Tuesday, February, 26: Conclusion paragraphs
Conclusion paragraph draft due in section
Short Paper 2 final draft due by 5pm
Wednesday, February 27: The Last Judgment of Renaissance Art
Reading: Melinda Schlitt, “Painting, Criticism, and Michelangelo’s Last Judgment in the Age of the Counter Reformation,” in Michelangelo’s “Last Judgment”, ed. Marcia Hall (Cambridge and New York: Cambridge University Press, 2005), 113-149.

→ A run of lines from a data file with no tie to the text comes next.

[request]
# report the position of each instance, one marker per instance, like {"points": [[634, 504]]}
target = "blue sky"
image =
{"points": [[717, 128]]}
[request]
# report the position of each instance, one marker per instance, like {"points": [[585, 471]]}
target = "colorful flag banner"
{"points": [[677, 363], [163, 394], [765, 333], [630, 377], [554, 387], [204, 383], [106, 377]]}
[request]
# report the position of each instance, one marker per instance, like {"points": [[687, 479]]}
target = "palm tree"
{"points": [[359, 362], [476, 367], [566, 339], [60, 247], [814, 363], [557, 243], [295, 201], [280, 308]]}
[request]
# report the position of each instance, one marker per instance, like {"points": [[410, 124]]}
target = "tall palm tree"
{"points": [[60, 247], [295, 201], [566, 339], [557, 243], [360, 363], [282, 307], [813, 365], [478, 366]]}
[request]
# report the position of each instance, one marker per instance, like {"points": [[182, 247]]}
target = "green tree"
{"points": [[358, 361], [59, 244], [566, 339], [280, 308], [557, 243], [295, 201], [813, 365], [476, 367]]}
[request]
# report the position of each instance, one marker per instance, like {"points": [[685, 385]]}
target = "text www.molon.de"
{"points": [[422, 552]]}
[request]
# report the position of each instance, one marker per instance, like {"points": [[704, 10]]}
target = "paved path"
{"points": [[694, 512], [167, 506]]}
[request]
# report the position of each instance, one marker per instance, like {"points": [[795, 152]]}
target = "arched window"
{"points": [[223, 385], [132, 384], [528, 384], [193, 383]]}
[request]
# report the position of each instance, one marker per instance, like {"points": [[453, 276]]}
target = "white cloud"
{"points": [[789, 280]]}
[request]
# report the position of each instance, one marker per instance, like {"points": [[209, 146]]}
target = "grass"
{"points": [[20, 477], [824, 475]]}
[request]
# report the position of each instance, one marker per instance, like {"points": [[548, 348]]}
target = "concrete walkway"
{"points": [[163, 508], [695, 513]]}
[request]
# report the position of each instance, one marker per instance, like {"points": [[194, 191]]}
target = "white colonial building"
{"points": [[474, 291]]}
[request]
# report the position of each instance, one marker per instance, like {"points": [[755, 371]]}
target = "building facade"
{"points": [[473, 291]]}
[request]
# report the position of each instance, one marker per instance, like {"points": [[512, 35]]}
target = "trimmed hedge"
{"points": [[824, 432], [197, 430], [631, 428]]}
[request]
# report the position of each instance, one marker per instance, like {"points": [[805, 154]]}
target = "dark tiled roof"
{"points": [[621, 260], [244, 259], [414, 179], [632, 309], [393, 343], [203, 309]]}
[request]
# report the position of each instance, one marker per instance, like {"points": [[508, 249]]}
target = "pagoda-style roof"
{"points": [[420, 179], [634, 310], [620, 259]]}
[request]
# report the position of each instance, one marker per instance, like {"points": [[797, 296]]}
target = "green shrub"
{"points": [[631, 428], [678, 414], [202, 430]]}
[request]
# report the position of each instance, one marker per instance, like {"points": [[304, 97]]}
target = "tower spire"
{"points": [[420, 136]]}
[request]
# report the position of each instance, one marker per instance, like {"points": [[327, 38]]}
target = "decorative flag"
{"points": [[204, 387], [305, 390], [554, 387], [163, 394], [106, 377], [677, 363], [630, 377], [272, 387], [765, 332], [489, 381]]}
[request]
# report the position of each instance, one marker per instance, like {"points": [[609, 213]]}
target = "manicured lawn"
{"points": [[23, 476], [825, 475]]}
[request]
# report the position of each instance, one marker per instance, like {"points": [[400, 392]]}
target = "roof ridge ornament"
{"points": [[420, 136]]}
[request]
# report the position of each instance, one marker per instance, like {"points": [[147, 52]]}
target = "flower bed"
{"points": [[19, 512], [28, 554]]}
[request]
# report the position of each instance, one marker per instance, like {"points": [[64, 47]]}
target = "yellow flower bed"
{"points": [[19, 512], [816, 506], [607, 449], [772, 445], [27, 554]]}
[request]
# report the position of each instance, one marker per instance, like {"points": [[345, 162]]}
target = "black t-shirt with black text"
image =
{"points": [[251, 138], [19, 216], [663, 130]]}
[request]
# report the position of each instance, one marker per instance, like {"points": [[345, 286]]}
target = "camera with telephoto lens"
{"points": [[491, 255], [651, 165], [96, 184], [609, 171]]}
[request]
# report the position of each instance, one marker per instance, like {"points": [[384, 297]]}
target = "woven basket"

Week Nine: Drawing, Private Faith, and the Art of Interiority
Monday, March 4: The “Presentation” Drawing, and drawing inward
Reading: Hughes, Michelangelo, 231-238, 257-263; Paul Joannides, “Primitivism in the Late Drawings of Michelangelo: the Master’s Construction of an Old-Age Style,” in Michelangelo Drawings (Washington, DC: National Gallery of Art, 1992), 245-262.
Tuesday, March 5: In-class office hours (optional)
Wednesday, March 6: Piety and Pity – the Late Pietas
Reading: Hughes, 283-288, 313-316; John Paoletti, “The Rondanini Pietà: Ambiguity Maintained through the Palimpsest,” Artibus et Historiae, 21 (2000): 53-80; Nagel, Michelangelo, 200-216.
Week Ten: Muscle in Architecture – the Body Elsewhere
Monday, March 11: Animate Architecture and Building for Eternity
Reading: James Ackerman, The Architecture of Michelangelo (University of Chicago Press, 1986), ch. 1, “Michelangelo’s “Theory” of Architecture.” Hughes, Michelangelo, 207-224, 291-310.